I step into her and press my lips to hers, nerves heightened, and yet nothing has ever felt so right to me. “I have more to give you.”
“Oh I believe you’ve already given me enough.” She laughs, her hand moving in a circle over our baby she’s carrying. “But I want to see it all!” Her eyes light up as she releases my hand and walks down the steps toward the replica rooftop setting.
My feet are rooted in place as I watch her move down the path. She waves her hands to try to catch some of the bubbles and turns around like a child, enjoying the simplicity, arms out, face towards the sky. Déjà vu transports me to that last morning we had together when I snapped her picture with my camera phone and wondered how she’d look on my back porch and if we could withstand everyday life in the real world.
We’ve proven that and then some, our relationship flourishing with this second chance at love. Life has changed so much in the five months since she has come back to me: moving in together, learning the ins and outs of each other’s personalities that we’d missed in hotel living, adjusting to the sudden changes but loving every single minute of it, even the growing pains, understanding that the simple blessing of each other’s company is the biggest extravagance and greatest part about finding your other half. Then add to that quitting my job in spite of her protests. Explaining to her that I got the second chance with her I’d prayed for; I wasn’t going to travel overseas on assignment and miss a single second with her or the baby.

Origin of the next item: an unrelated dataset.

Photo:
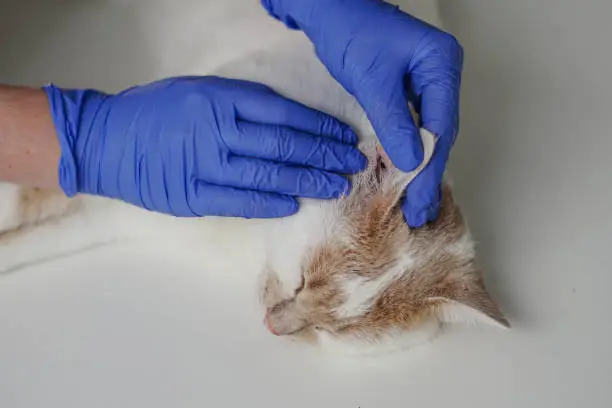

My transition to a new job as an investigator for a local news station hasn’t gone without some bumps along the way, but it allowed me the freedom to finish and publish my novel. I can’t believe how successful it’s been. But then again, with a heroine based on Beaux, how can it not?
It’s been crazy. All of it. I never thought hanging up my credentials would be so easy for me. But the best part is that every single change has brought us to this moment, right now.
She walks into the blizzard of bubbles with her face to the sun and a laugh on her lips. And there is something about watching her like this that makes me step back and enjoy the feeling of my heart beating faster. She looks better than I imagined she would right here when I envisioned it all of those months ago.
She stops, arms out to her sides, bubbles clinging to her hair, and smiles at me. “You gonna come dance with me?” she asks as I move toward her.
“In a minute. I even have music this time… but first I have other surprises for you,” I say as I take her hand and bring her to the mattress, holding her hands to help as she lowers herself to sit down.
“The bag!” she exclaims. “You kept it?” Wonderment and nostalgia fill her eyes when I nod.
“It’s the only thing I had left from that night, so when I packed to come home, I brought it with me.” I shrug away the thought of how desperately lonely I was without her.
“That’s so sweet.” She traces a finger along it. “Wine?”
“One glass won’t harm the baby. I asked the doctor.”
She throws her head back and laughs as she thrusts the bottle at me to open since she’s done without it for this long. “I figured you’d ask the doctor about sex in the third trimester, not wine.”
“Well, I did ask that too.” I wink at her with my smile a permanent fixture on my lips.
“Of course you did! Now what else is in here?” she asks. “Can I open it?”
“Mmm-hmm,” I murmur, trying to focus on pouring the wine and not spilling it while I keep watching her pull things from the bag.
“Wow, you really made sure this was authentic,” she says as she takes out cheese and chocolate, and then a soft sigh of pleasure falls from her mouth as she pulls out the last item in the bag. “Bubbles,” she murmurs, her fingers toying with the lid and her eyes finding mine.